If you're unfamiliar with altair, you may appreciate the calmcode course.

from doubtlab.benchmark import plot_precision_recall_at_k

# Let's plot some `precision/recall at k` statistics!
plot_precision_recall_at_k(predicate_df, flip_indicator, max_k=2000)

In this interactive chart (you can pan/zoom) you can see dashed lines for precision/recall if we were going to be pulling bad label candidates at random. The straight lines represent the values the precision/recall values that we would achieve with our ensemble. As you can see we do seem to achieve an uplift over picking items randomly.
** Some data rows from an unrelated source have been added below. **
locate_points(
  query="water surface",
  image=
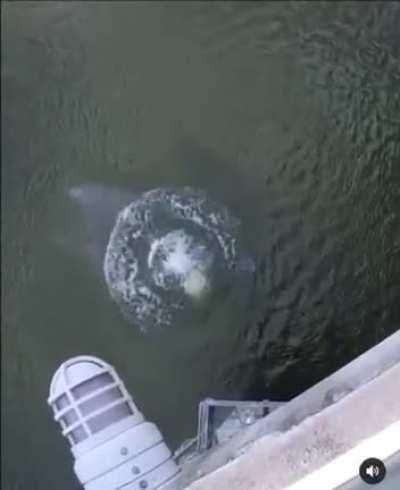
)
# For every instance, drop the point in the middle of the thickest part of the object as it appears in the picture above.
(287, 112)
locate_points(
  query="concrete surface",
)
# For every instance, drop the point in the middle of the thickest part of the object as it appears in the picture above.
(353, 404)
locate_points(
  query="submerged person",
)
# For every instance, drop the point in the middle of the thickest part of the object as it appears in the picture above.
(171, 252)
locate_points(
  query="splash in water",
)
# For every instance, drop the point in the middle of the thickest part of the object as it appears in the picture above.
(169, 249)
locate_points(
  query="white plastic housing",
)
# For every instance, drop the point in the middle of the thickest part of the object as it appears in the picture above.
(114, 447)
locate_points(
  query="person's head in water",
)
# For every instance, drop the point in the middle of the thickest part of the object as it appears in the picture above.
(169, 250)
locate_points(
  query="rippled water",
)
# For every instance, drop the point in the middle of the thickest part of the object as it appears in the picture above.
(287, 112)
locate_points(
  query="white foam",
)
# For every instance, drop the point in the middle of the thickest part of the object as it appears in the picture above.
(143, 266)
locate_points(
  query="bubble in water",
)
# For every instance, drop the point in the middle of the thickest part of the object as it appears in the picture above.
(168, 251)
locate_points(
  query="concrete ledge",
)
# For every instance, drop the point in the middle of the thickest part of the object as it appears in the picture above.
(312, 430)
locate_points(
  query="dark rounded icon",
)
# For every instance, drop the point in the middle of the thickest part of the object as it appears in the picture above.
(372, 471)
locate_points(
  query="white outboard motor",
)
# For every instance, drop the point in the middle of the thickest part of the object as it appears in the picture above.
(113, 446)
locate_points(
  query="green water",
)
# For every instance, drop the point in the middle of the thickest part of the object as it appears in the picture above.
(287, 112)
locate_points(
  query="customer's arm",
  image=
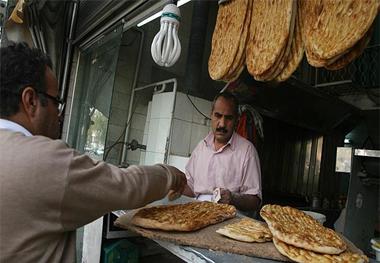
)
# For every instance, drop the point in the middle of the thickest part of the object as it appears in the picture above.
(94, 188)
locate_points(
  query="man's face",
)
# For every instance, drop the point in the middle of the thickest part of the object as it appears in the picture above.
(48, 120)
(223, 120)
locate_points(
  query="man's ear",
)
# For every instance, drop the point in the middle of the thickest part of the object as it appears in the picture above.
(29, 101)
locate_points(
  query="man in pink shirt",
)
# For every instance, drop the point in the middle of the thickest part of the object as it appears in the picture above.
(225, 160)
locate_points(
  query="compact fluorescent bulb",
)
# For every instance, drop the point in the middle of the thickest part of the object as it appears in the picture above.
(158, 14)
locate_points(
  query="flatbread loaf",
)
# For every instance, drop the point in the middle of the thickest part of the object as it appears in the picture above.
(339, 26)
(296, 53)
(247, 230)
(305, 256)
(183, 217)
(353, 54)
(226, 37)
(239, 60)
(296, 228)
(269, 34)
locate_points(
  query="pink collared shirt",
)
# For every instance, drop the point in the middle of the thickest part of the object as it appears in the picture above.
(235, 166)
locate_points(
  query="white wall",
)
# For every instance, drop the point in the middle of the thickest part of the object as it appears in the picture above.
(188, 128)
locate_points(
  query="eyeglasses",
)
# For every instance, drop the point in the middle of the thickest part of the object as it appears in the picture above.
(59, 102)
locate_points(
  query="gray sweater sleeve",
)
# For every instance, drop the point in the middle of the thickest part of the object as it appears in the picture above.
(94, 188)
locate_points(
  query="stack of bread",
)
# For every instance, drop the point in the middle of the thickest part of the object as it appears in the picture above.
(336, 32)
(227, 56)
(270, 36)
(301, 238)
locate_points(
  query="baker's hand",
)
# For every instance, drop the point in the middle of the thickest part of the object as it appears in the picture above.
(179, 183)
(225, 196)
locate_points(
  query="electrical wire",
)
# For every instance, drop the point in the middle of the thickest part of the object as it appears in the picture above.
(195, 107)
(109, 148)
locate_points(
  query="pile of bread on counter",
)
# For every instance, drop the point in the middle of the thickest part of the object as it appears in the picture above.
(269, 37)
(295, 234)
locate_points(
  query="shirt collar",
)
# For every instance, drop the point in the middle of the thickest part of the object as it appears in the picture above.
(13, 126)
(209, 141)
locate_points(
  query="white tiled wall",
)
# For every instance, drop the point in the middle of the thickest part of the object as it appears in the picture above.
(188, 127)
(180, 139)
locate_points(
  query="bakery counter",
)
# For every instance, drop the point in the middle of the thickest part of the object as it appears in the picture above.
(205, 245)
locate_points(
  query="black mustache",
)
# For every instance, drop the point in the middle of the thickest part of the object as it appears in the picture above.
(221, 130)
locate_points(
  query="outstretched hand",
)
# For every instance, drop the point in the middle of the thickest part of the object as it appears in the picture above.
(178, 185)
(225, 196)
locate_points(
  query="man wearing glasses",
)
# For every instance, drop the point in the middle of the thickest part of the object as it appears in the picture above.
(47, 189)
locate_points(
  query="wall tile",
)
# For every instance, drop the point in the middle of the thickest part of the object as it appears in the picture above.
(203, 106)
(180, 140)
(153, 158)
(198, 133)
(162, 105)
(183, 108)
(138, 121)
(158, 132)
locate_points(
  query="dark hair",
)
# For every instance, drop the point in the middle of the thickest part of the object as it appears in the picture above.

That said, we shouldn't pretend that this library guarantees that you'll only get bad examples! The highest precision we ever measure is around 12%, which means that you may only get an example that reserves relabelling every 10 items or so.

What Causes Uplift?

You might ask the question; what can we do to cause the biggest uplift here?

It depends a bit on what you want, but we can cause a shift in behavior by using a different ensemble. Let's create one that only uses the ProbaReason.

ensemble = DoubtEnsemble(
    proba = ProbaReason(model),
    # short = ShortConfidenceReason(model, threshold=0.2),
    # long = LongConfidenceReason(model, threshold=0.9),

If we re-run everything, here's what the new chart looks like.

The recall performance is much worse, but notice how the first few examples have a very high precision! That said, we should remember that we're basing everything on a simulation here, so feel free to take everything with a grain of salt.


The effectiveness of a DoubtEnsemble is something we'd like to study further. After all, there's a lot of variables to consider!

  • A classification task with few classes might need to be treated differently than one with many classes.
  • It's possible that text classification tasks might benefit from having multiple models, some of which are based on embeddings.
  • Given another process of flipping labels we may also benefit from other components.
  • We may want to consider different ways of sorting/weighting the different reasons in our ensemble. Maybe our reasons should emit a confidence value instead of just a 0/1 indicator. That way we may be able to use a confidence-like proxy.
  • The current simulation may not reflect real life. Maybe there are better ways of simulating bad labels that we can consider for our benchmarks here.

It's still a bit of an open problem. If you ever manage to run an interesting benchmark with some learnings, please let us know via an issue on GitHub.